Last Letters From Stalingrad: #1



...MY LIFE HAS CHANGED IN NOTHING; it is now as it was ten years ago, blessed by the stars, avoided by men. I had no friends, and you know why they wanted to have nothing to do with me. I was happy when I could sit at the telescope and look at the sky and the world of stars, happy as a child that is allowed to play with the stars. 
You were my best friend Monica. Yes, you read correctly, you were. The time is too serious for jokes. This letter will take two weeks to reach you. By then you will already have read in the papers what has taken place here. Don't think too much about it, for in reality everything will have ended differently: let other people worry about setting the record straight. What are they to you or me? I always thought in light-years, but I felt in seconds. Here, too, I have much to do with the weather. There are four of us and, if things were to continue the way they are now, we would be content. What we do is very simple. Our job is to measure temperatures and humidity, to report on cloud ceilings and visibility. If some bureaucrat read what I write here, he would have a fit...violation of military security. Monica, what is our life compared to the many million years of the starry sky!  On this beautiful night, Andromeda and Pegasus are right above my head. I have looked at them for a long time; I shall be very close to them soon.
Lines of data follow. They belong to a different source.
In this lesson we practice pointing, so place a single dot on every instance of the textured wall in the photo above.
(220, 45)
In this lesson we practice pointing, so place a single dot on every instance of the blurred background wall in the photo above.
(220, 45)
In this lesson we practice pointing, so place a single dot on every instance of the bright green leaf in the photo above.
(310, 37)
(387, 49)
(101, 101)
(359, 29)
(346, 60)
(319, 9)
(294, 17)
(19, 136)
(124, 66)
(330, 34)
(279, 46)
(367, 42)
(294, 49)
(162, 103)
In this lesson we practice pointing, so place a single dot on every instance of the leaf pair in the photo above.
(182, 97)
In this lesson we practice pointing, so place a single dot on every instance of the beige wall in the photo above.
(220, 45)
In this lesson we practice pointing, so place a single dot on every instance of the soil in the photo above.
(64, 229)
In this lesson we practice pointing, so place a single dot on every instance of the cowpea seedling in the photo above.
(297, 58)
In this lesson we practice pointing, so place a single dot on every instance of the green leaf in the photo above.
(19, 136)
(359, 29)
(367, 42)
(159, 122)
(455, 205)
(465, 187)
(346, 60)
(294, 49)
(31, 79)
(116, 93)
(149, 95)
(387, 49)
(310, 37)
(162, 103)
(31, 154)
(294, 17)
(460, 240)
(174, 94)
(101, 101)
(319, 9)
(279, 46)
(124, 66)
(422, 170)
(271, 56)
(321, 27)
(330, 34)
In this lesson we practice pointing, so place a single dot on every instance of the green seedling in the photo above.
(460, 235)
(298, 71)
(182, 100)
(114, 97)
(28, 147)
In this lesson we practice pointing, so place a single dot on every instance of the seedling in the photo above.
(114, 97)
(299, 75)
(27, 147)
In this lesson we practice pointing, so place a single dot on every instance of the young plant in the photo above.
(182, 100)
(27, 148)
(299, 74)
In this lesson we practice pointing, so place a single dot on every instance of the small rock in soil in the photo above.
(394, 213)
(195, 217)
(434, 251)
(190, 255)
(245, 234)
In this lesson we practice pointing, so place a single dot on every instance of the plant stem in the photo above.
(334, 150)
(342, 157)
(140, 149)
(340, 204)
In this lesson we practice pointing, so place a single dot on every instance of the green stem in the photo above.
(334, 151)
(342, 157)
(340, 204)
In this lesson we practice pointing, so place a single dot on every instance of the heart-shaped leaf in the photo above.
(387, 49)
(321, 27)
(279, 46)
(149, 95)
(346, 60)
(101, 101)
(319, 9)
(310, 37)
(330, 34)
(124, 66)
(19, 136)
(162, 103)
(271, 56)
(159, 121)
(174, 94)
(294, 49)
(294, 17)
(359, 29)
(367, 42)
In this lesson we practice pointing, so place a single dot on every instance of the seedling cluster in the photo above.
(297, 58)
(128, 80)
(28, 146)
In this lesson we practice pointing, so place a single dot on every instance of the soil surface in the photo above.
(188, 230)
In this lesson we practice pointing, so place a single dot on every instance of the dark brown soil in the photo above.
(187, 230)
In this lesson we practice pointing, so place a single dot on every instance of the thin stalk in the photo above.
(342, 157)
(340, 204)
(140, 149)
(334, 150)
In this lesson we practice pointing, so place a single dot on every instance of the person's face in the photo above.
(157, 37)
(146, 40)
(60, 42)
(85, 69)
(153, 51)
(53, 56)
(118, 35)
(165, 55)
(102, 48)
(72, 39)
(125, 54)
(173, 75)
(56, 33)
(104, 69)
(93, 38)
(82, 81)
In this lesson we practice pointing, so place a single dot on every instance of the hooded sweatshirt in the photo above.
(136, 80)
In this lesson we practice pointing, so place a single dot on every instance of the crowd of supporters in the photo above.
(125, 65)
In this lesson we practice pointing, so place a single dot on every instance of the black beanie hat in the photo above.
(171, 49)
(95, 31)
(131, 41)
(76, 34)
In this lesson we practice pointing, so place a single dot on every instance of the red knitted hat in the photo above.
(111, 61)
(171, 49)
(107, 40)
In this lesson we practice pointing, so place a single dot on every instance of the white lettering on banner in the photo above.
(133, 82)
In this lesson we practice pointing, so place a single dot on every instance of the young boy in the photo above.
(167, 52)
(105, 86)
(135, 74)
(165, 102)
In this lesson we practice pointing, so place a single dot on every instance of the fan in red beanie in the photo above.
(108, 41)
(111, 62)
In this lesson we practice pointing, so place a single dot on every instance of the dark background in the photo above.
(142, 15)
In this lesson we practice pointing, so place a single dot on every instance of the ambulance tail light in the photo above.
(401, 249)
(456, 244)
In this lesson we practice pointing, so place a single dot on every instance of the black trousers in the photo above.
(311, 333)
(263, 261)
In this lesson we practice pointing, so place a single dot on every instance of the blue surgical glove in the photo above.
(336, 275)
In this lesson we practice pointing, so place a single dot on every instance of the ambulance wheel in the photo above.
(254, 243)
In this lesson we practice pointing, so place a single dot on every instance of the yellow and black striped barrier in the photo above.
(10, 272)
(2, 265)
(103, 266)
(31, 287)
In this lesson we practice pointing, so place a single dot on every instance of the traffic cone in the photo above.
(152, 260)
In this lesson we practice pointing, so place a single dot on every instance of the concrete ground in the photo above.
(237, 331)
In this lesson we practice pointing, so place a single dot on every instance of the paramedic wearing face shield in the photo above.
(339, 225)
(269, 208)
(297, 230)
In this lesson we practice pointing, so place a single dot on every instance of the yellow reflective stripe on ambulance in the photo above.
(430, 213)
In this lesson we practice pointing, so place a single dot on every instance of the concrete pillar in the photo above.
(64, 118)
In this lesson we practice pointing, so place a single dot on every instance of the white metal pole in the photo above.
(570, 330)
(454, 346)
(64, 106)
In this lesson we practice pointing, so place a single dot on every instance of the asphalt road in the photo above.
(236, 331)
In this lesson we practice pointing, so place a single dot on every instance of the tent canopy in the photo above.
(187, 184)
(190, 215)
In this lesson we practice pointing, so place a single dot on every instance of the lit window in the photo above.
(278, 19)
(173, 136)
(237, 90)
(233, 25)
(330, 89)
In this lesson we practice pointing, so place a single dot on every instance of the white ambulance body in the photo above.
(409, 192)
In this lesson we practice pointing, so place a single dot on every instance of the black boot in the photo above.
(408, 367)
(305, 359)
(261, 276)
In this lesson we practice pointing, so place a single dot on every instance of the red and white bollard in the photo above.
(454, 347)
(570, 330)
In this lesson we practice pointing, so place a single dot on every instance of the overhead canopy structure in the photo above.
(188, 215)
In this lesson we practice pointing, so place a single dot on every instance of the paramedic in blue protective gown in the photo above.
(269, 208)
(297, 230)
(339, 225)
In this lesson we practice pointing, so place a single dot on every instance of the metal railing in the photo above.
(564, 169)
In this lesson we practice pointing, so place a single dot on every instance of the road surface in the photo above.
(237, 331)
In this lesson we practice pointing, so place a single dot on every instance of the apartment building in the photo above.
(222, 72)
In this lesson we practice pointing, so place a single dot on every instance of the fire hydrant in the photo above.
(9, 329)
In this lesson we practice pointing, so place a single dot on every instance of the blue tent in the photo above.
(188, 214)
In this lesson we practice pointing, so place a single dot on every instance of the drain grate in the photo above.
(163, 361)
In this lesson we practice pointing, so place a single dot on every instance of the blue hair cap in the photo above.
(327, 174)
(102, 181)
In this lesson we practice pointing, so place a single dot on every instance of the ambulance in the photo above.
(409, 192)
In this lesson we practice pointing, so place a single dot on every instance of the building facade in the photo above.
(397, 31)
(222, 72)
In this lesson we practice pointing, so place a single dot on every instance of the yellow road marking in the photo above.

My peace and contentment I owe to the stars, of which you are the most beautiful to me. The stars are eternal, but the life of man is like a speck of dust in the Universe. 
Around me everything is collapsing, a whole army is dying, day and night are on fire, and four men busy themselves with daily reports on temperature and cloud ceilings. I don't know much about war. No human being has died by my hand. I haven't even fired live ammunition from my pistol. But I know this much: the other side would never show such a lack of understanding for its men. I should have liked to count the stars for another few decades, but nothing will ever come of it now, I suppose.

2 comments:

  1. I'm not meaning to strike a somber tone this season. It's just that reflecting on my father's letters home got me to thinking about the "Last Letters From Stalingrad". Plus I recently ran across an audio cassette tape of an old Madison radio DJ reading some of these live on air at Christmastime.

    Gets me wistful is all.

    ReplyDelete
  2. Thanks so much for posting this. I heard the same reading by the Madison DJ several Christmas times back in the day, and it always evoked a deeply emotional response.